L’Université d’Alabama à Huntsville (UAH) a maintenant publié leurs données mondiales des températures et Décembre et, comme avec Remote Sensing Systems (RSS), ils confirment que 2014 est loin d’être « l’année la plus chaude jamais vue», tant vantée récemment par les médias.



Considérant les données de RSS et l’année dernière n’occupait que le 6e année la plus chaude, selon UAH elle est la 3ème. Cependant, comme le Dr John Christy souligne :

« 2014 a été la 3eme année la plus chaude en 36 ans de données satellite globales. Mais c’est une petite différence marginale de 0,01° C et elle est très similaire statistiquement aux précédentes années. 2014 a été une année chaude mais pas la plus spéciale, car il y a seulement 0,01° C avec 2005 et 0,02° C avec 2013. »

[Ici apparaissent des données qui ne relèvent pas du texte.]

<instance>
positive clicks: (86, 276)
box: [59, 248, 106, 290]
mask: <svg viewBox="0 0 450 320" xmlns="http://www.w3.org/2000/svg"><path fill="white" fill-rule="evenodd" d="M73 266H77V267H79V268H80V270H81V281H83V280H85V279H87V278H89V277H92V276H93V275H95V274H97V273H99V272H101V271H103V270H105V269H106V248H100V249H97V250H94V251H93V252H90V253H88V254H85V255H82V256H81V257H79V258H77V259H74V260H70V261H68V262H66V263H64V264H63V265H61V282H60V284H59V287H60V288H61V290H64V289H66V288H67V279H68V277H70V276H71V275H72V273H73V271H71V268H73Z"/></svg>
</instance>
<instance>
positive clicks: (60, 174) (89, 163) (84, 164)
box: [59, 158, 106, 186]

Il est communément admis que l’ensemble des données satellites et de surface mesurent des points différents, et il y a un élément de vérité dans cela.

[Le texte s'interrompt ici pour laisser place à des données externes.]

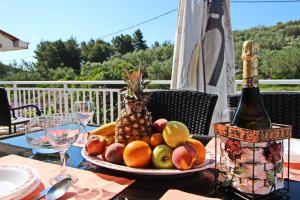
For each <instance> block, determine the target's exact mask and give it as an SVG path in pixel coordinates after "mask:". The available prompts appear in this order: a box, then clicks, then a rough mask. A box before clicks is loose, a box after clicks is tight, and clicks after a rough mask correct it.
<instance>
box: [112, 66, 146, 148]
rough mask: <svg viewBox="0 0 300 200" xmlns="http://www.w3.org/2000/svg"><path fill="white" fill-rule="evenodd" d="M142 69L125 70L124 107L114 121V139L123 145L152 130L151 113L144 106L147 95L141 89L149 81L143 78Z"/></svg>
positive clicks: (145, 103)
mask: <svg viewBox="0 0 300 200" xmlns="http://www.w3.org/2000/svg"><path fill="white" fill-rule="evenodd" d="M143 73H144V71H143V70H141V68H138V69H137V70H136V71H134V72H133V73H129V72H128V71H126V72H125V83H126V85H127V87H125V95H124V103H125V108H124V109H123V110H122V111H121V113H120V114H119V116H118V118H117V121H116V129H115V141H116V142H118V143H122V144H124V145H126V144H128V143H129V142H131V141H134V140H140V139H142V137H143V136H145V135H150V134H151V131H152V117H151V113H150V112H149V111H148V109H147V108H146V105H145V104H146V102H147V101H148V96H147V95H145V94H144V92H143V90H144V89H145V88H146V86H147V85H148V84H149V83H150V81H145V80H143V78H142V76H143Z"/></svg>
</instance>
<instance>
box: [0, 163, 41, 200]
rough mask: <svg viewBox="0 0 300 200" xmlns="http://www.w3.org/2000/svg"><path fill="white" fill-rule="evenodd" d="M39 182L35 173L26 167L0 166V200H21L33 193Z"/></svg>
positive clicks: (36, 174) (38, 175) (14, 165)
mask: <svg viewBox="0 0 300 200" xmlns="http://www.w3.org/2000/svg"><path fill="white" fill-rule="evenodd" d="M40 182H41V180H40V177H39V175H38V173H37V171H36V170H35V169H34V168H32V167H29V166H26V165H17V164H8V165H0V200H7V199H22V198H24V197H26V196H28V195H29V194H30V193H31V192H33V191H34V190H35V189H36V188H37V187H38V186H39V184H40Z"/></svg>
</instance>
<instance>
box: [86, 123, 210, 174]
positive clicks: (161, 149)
mask: <svg viewBox="0 0 300 200" xmlns="http://www.w3.org/2000/svg"><path fill="white" fill-rule="evenodd" d="M151 126H152V133H151V134H147V135H146V134H145V135H143V136H142V137H141V138H138V139H135V140H132V141H129V140H128V141H127V142H126V143H121V142H119V141H117V139H118V136H117V131H116V129H117V123H116V122H112V123H109V124H105V125H103V126H101V127H99V128H97V129H95V130H94V131H92V132H90V135H89V139H88V142H87V144H86V145H85V150H86V152H87V154H88V155H90V156H100V157H102V158H103V159H104V160H105V161H107V162H110V163H115V164H119V165H126V166H128V167H135V168H157V169H173V168H174V169H175V168H177V169H180V170H188V169H191V168H197V166H199V165H201V164H202V163H203V162H204V161H205V156H206V150H205V147H204V145H203V144H202V143H201V142H200V141H198V140H196V139H193V138H191V137H190V133H189V130H188V128H187V127H186V126H185V125H184V124H183V123H181V122H178V121H169V122H168V121H167V120H166V119H158V120H156V121H155V122H154V123H153V124H152V125H151Z"/></svg>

Considérant que l’ensemble des surfaces, tels que HadCRUT (the dataset of monthly instrumental temperature records) et GISS (GISS Surface Temperature Analysis), ne mesurent que la température de fond de l’atmosphère, les ensembles de satellites de UAH et RSS ont mesuré l’ensemble de la troposphère inférieure, et donc les données doivent être considérées comme beaucoup plus complètes.

Il est également admis que l’UAH ne mesurent pas les températures de surface de la mer. Toutefois, en termes d’équilibre global de chaleur, la température de la mer de surface est presque sans importance par rapport à celui de l’ensemble du volume des mer de surface jusqu’au fond.

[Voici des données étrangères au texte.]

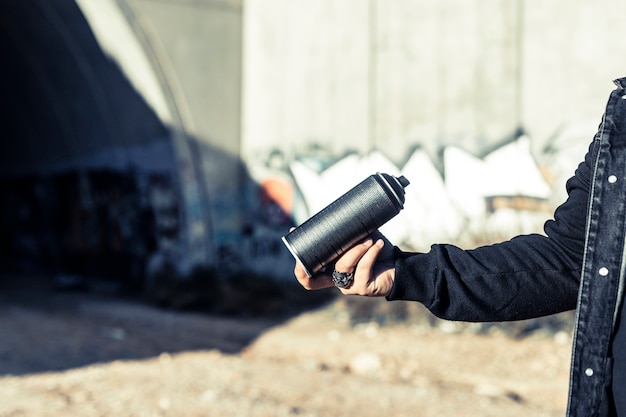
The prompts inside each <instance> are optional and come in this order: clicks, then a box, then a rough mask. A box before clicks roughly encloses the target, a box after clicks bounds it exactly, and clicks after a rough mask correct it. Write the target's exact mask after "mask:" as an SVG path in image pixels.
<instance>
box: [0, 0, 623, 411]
mask: <svg viewBox="0 0 626 417" xmlns="http://www.w3.org/2000/svg"><path fill="white" fill-rule="evenodd" d="M618 6H620V3H619V2H618V1H617V0H600V1H596V2H592V3H590V2H585V1H582V0H570V1H567V2H566V1H565V0H547V1H542V2H531V1H527V0H497V1H493V0H492V1H486V0H472V1H467V0H445V1H441V0H439V1H436V0H391V1H381V0H342V1H332V0H247V1H243V0H55V1H54V2H50V1H46V0H20V1H17V0H3V1H1V2H0V57H1V60H2V61H1V62H2V65H0V123H1V126H2V135H3V140H2V141H1V142H0V199H1V201H0V235H1V236H2V239H1V241H0V272H1V274H2V279H1V281H2V285H3V287H4V289H5V291H4V298H3V303H5V304H6V303H9V302H10V301H12V300H13V301H15V300H18V301H16V302H15V305H17V306H18V307H19V306H22V305H24V304H23V303H26V304H28V305H40V304H41V303H42V299H41V298H33V297H32V296H30V297H28V296H27V297H26V298H25V299H22V298H19V297H18V298H16V297H14V296H13V295H12V294H13V293H11V291H10V290H14V289H15V288H14V287H15V286H18V285H19V284H24V286H26V287H27V288H41V287H53V288H55V289H57V290H59V289H60V290H87V292H89V293H97V294H103V293H106V294H114V295H117V296H120V297H122V296H127V295H132V296H137V295H139V296H142V297H144V298H145V299H147V300H150V301H152V302H155V303H156V304H157V305H159V306H161V307H163V306H168V307H177V308H186V309H195V310H198V309H201V310H205V311H209V312H214V313H220V314H230V315H233V314H234V315H241V314H242V312H243V313H245V314H248V315H249V316H250V315H251V316H252V317H254V318H255V319H258V318H259V317H264V315H267V314H269V315H272V314H274V316H273V317H275V315H276V314H278V315H280V317H281V319H284V317H285V315H286V314H287V315H291V314H293V313H294V311H295V310H298V311H300V310H302V309H308V308H310V307H314V306H317V305H319V304H320V303H325V302H328V301H329V300H331V301H332V300H333V296H334V293H326V292H322V293H319V294H316V295H312V294H302V293H301V292H298V289H294V290H293V291H287V290H285V288H286V287H288V286H292V285H294V284H293V280H292V269H293V258H292V257H291V255H290V254H289V252H288V251H287V250H286V248H285V247H284V246H283V245H282V242H281V241H280V237H281V236H282V235H284V234H285V233H286V232H287V231H288V230H289V227H290V226H292V225H297V224H300V223H302V222H303V221H304V220H306V219H307V218H308V217H309V216H311V215H312V214H314V213H316V212H317V211H319V210H320V209H321V208H323V207H324V206H325V205H326V204H328V203H329V202H331V201H332V200H333V199H335V198H336V197H338V196H339V195H341V194H342V193H343V192H345V191H347V190H348V189H349V188H351V187H352V186H354V185H355V184H356V183H358V182H360V181H361V180H362V179H364V178H365V177H366V176H368V175H370V174H372V173H375V172H377V171H379V172H385V173H389V174H394V175H404V176H406V177H407V178H408V179H409V180H410V181H411V185H410V186H409V187H408V188H407V190H406V191H407V196H406V204H405V210H404V211H403V212H402V213H401V214H400V215H399V216H397V217H396V218H394V219H393V220H392V221H390V222H389V223H388V224H386V225H385V226H384V227H383V229H382V231H383V233H385V235H386V236H387V237H389V239H390V240H391V241H392V242H394V243H395V244H396V245H398V246H401V247H403V248H404V249H407V250H427V249H428V247H429V246H430V245H431V244H432V243H436V242H451V243H455V244H458V245H460V246H462V247H471V246H474V245H477V244H483V243H490V242H493V241H497V240H500V239H507V238H509V237H512V236H513V235H515V234H518V233H529V232H541V230H542V225H543V222H544V221H545V220H546V219H548V218H549V217H550V216H551V213H552V212H553V210H554V208H555V207H556V206H557V205H558V204H559V203H560V202H562V201H563V199H564V197H565V189H564V183H565V180H566V179H567V178H568V177H569V176H571V175H572V173H573V171H574V169H575V167H576V165H577V164H578V162H579V161H581V160H582V158H583V156H584V153H585V151H586V148H587V146H588V144H589V143H590V142H591V140H592V138H593V135H594V134H595V131H596V127H597V126H598V124H599V122H600V119H601V116H602V112H603V109H604V104H605V101H606V99H607V97H608V94H609V93H610V91H611V90H612V89H613V85H612V83H611V81H612V80H613V79H615V78H619V77H621V76H624V75H626V69H625V68H626V55H625V54H624V53H623V45H622V43H623V42H622V36H621V33H620V30H621V24H620V23H621V22H620V21H619V20H618V19H619V16H620V13H619V11H620V10H621V8H620V7H618ZM66 295H67V294H66ZM67 296H69V295H67ZM63 300H65V299H63ZM68 300H69V301H68V302H70V303H74V304H75V303H77V301H76V300H75V299H73V298H72V299H71V300H70V299H68ZM66 301H67V300H66ZM270 301H271V302H270ZM29 303H30V304H29ZM64 303H65V301H60V302H57V303H56V304H55V303H53V304H52V307H50V308H53V310H54V309H56V308H60V306H61V305H64ZM367 303H368V302H364V304H360V302H348V303H344V304H342V306H343V307H342V308H344V309H345V308H347V309H348V310H349V314H351V318H350V319H349V320H348V322H349V323H350V324H351V325H354V324H355V323H357V322H358V323H363V322H365V323H367V322H369V321H370V320H374V322H376V323H377V324H381V323H383V322H386V321H387V320H388V318H389V317H395V318H398V317H400V318H402V317H404V318H406V317H407V316H410V315H411V314H414V315H420V314H421V315H420V317H424V314H422V313H420V312H418V311H416V310H414V309H415V307H407V306H406V305H404V304H399V307H394V308H395V309H391V310H392V311H389V308H387V307H381V306H379V305H378V304H375V305H374V304H367ZM7 305H8V304H7ZM333 306H334V307H333V308H339V307H338V306H337V305H335V304H333ZM16 308H17V307H16ZM20 308H21V307H20ZM18 309H19V308H18ZM9 310H10V309H9ZM9 310H6V311H5V313H6V312H7V311H9ZM105 310H106V309H105ZM10 311H14V310H10ZM20 311H21V310H20ZM46 311H47V313H49V312H50V311H49V310H46ZM54 311H56V310H54ZM98 311H100V310H98ZM47 313H46V314H47ZM83 313H84V312H83ZM409 313H411V314H409ZM7 314H8V313H7ZM134 314H135V313H129V317H134ZM155 314H156V313H155ZM359 314H360V315H359ZM426 314H427V313H426ZM135 315H136V314H135ZM44 316H45V314H44ZM5 317H6V318H7V320H8V321H7V322H5V324H6V325H8V324H7V323H9V322H11V321H13V322H15V317H14V316H11V314H8V315H6V314H5ZM37 317H38V316H37ZM155 317H156V316H155ZM381 317H383V318H381ZM9 318H10V320H9ZM31 319H32V320H34V321H33V322H32V323H33V325H34V324H35V323H37V322H38V320H40V318H32V317H31ZM424 320H426V322H428V323H430V324H429V325H432V323H433V322H434V319H432V318H425V319H424ZM550 320H552V319H550ZM550 320H548V321H547V322H543V324H542V325H544V324H546V323H547V324H548V326H553V327H554V326H556V327H555V328H556V330H555V332H556V333H558V332H559V331H561V330H563V329H567V328H568V323H569V322H570V317H569V316H568V317H565V318H560V317H559V318H554V319H553V320H552V321H550ZM122 322H123V320H122ZM86 323H87V322H86ZM115 323H118V322H115ZM555 323H556V324H555ZM563 323H565V324H563ZM274 324H275V323H274ZM413 324H415V323H413ZM85 325H87V324H85ZM179 325H180V324H179ZM207 325H208V324H207ZM229 325H232V323H231V324H229ZM271 326H273V324H269V323H266V322H263V324H262V325H260V327H259V328H258V329H256V330H254V331H249V332H248V333H246V334H247V336H246V337H243V339H241V340H240V341H239V342H238V343H239V344H241V346H240V345H239V344H237V345H236V346H235V347H232V348H230V350H231V351H239V349H240V348H241V347H242V346H246V345H247V344H248V343H249V342H250V341H251V340H253V339H254V338H256V337H257V336H258V335H259V334H261V333H262V331H263V330H265V329H266V328H268V327H271ZM35 327H36V326H35ZM104 327H105V328H106V329H109V330H105V331H103V332H100V333H98V334H99V335H100V336H102V335H103V334H104V335H105V336H106V337H108V339H111V340H118V339H120V338H121V339H124V340H126V337H127V333H128V329H126V330H124V328H123V327H120V324H119V323H118V324H115V325H113V324H108V325H106V326H104ZM452 327H454V326H452ZM461 327H463V326H460V327H459V329H460V328H461ZM466 327H467V326H466ZM522 327H523V326H522ZM454 328H455V329H456V327H454ZM463 328H465V327H463ZM527 328H531V329H536V328H537V325H535V324H532V325H528V326H527V327H523V328H522V330H520V327H519V326H518V327H511V328H507V329H506V330H505V333H509V334H510V333H511V332H512V333H514V334H515V335H519V334H522V333H524V332H526V330H525V329H527ZM23 329H24V328H23V327H18V328H17V329H16V330H15V332H14V334H15V335H17V336H19V335H20V332H21V331H23ZM111 329H113V330H111ZM116 329H117V330H116ZM119 329H122V330H123V331H122V332H120V331H119ZM472 329H473V330H472V331H474V332H477V333H481V334H482V333H485V332H488V331H490V330H488V329H490V327H489V326H483V327H473V328H472ZM39 331H41V329H39ZM247 331H248V330H247ZM455 331H456V330H455ZM124 332H126V333H124ZM553 333H554V332H553ZM163 335H164V334H162V335H161V337H163ZM90 337H91V336H90ZM172 337H174V336H172ZM177 337H178V336H177ZM329 337H330V336H329ZM18 338H19V337H18ZM22 339H23V338H22ZM331 339H332V337H331ZM161 340H162V339H161ZM333 340H334V339H333ZM155 343H156V342H155ZM194 343H196V342H194ZM211 343H213V344H211ZM211 343H209V345H210V346H213V347H216V346H217V347H219V346H218V345H217V344H215V343H214V342H211ZM9 345H10V344H7V345H5V347H4V350H3V352H5V356H6V357H7V358H13V359H14V357H13V356H11V354H9V353H7V352H9V351H11V349H13V350H15V349H18V350H19V348H16V346H17V345H16V346H13V345H11V346H12V347H7V346H9ZM194 346H196V345H194ZM207 346H208V345H206V344H205V342H204V341H202V342H197V346H196V347H203V348H206V347H207ZM220 346H221V345H220ZM189 347H190V346H189V345H186V346H185V345H184V343H183V345H181V346H176V347H175V348H174V347H172V349H173V350H187V348H189ZM94 349H95V347H94ZM154 349H155V352H156V353H158V352H159V351H161V350H167V348H165V347H164V346H163V345H159V344H158V343H156V344H155V346H154ZM227 350H229V349H227ZM116 352H117V351H116ZM129 352H130V351H129ZM155 352H152V351H150V352H149V353H145V355H135V354H134V353H128V352H127V355H126V356H130V357H134V356H143V357H150V356H153V354H154V353H155ZM22 353H23V352H22ZM116 355H117V356H116ZM133 355H134V356H133ZM18 356H19V355H18ZM112 357H117V358H119V357H125V356H124V354H121V353H119V352H117V353H115V354H114V355H113V356H112ZM105 359H107V360H108V359H111V357H99V356H97V355H96V356H94V357H93V358H91V357H90V359H88V360H84V361H82V362H81V361H78V362H76V363H74V362H72V363H68V364H66V365H59V366H57V368H58V367H60V368H63V369H66V368H68V367H71V366H74V365H75V366H78V365H84V364H86V363H91V362H94V361H95V362H97V361H98V360H105ZM165 360H166V361H167V360H169V359H167V358H166V359H165ZM70 362H71V361H70ZM564 362H567V359H566V360H565V361H564ZM7 363H8V362H7ZM167 363H169V362H167ZM72 364H73V365H72ZM320 366H322V365H320ZM323 366H328V365H327V364H326V365H323ZM323 366H322V367H323ZM52 368H55V367H54V366H48V365H42V366H41V367H37V366H34V367H32V368H28V367H26V368H19V367H16V368H10V367H9V368H7V370H5V371H2V370H1V369H0V372H2V373H9V374H11V373H17V374H20V373H24V372H26V371H24V369H29V370H30V371H29V372H32V371H41V370H46V369H52ZM331 368H332V367H331ZM338 368H339V369H344V368H342V367H341V366H339V367H338ZM20 369H21V370H20ZM559 375H560V374H559ZM507 393H508V394H507ZM207 395H209V394H207ZM211 395H213V394H210V395H209V396H211ZM507 395H508V397H507ZM515 395H517V394H515ZM515 395H513V394H510V392H509V391H506V392H505V394H504V397H506V398H508V399H509V400H511V401H513V402H515V403H516V404H519V403H523V401H517V402H516V401H514V400H515V398H517V397H515ZM496 397H497V396H496ZM211 398H213V397H211ZM489 398H491V397H489ZM160 405H161V406H162V405H163V404H160ZM560 406H562V405H561V404H559V405H558V406H557V409H559V408H558V407H560ZM159 410H161V411H160V412H163V413H166V411H167V410H170V411H171V409H170V408H169V406H168V407H161V408H159ZM281 410H282V409H281ZM296 411H298V410H295V411H294V409H293V408H287V409H284V410H282V411H281V412H284V413H287V414H289V413H292V414H297V412H296ZM535 411H536V410H535ZM299 412H300V413H302V412H303V410H302V409H299ZM7 413H8V412H7ZM0 415H3V414H1V413H0ZM6 415H13V414H10V413H9V414H6ZM117 415H120V414H117ZM129 415H133V414H129ZM134 415H138V414H134ZM159 415H160V414H159ZM186 415H191V414H186ZM199 415H200V414H199ZM215 415H228V414H215ZM239 415H245V413H244V414H239ZM251 415H252V414H251ZM259 415H260V414H259ZM267 415H277V414H272V413H270V414H267ZM326 415H329V414H328V413H327V414H326ZM348 415H349V413H348ZM398 415H399V414H398ZM407 415H410V414H407ZM417 415H420V414H417ZM429 415H431V414H429ZM457 415H458V414H457ZM483 415H484V414H483ZM494 415H497V414H494ZM500 415H501V414H500ZM511 415H513V414H511ZM535 415H540V413H535Z"/></svg>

En tout état de cause, l’augmentation de la chaleur de surface de la mer aura toujours tendance à transférer les températures dans l’atmosphère par évaporation, jusqu’à ce qu’un équilibre soit trouvé. Bien qu’il existe un léger décalage pour cela, des mesures de la température atmosphérique ne reflètent pas ces changements.

Il est également intéressant de souligner que les températures plus élevées de la mer ne peuvent affecter les terres après avoir également affectées l’atmosphère. En effet, selon la théorie, la troposphère mondiale devrait se réchauffer de 1,2 fois plus vite que la surface.

Les mesures de couverture satellite mesurent presque chaque cm3 de la basse atmosphère sur une base quotidienne, en dehors de ce qui est proche des pôles, où bien sûr il y a pratiquement aucune couverture de surface de toute façon. Les Satellites ne sont pas concernés par les questions bien établies des données de surface comme Urban Heat Island (UHI) a de mauvaises implantations, et la couverture clairsemée des bornes avec des ajustements sans fin.

La réalité est que, malgré des conditions d’un El Nino pour la plupart de l’année, la longue pause dans les températures mondiales depuis 1998 a continué pour une année supplémentaire. Avec l’indice MEI suggérant que depuis l’année dernière El Nino s’affaiblit, il semble probable que 2015 sera différent.

En Jaune, prévisions des modèles. Courbe en noire, réalité des températures où on peut observer une stabilisation des températures depuis 1998 qui ne suit pas la projection des modèles.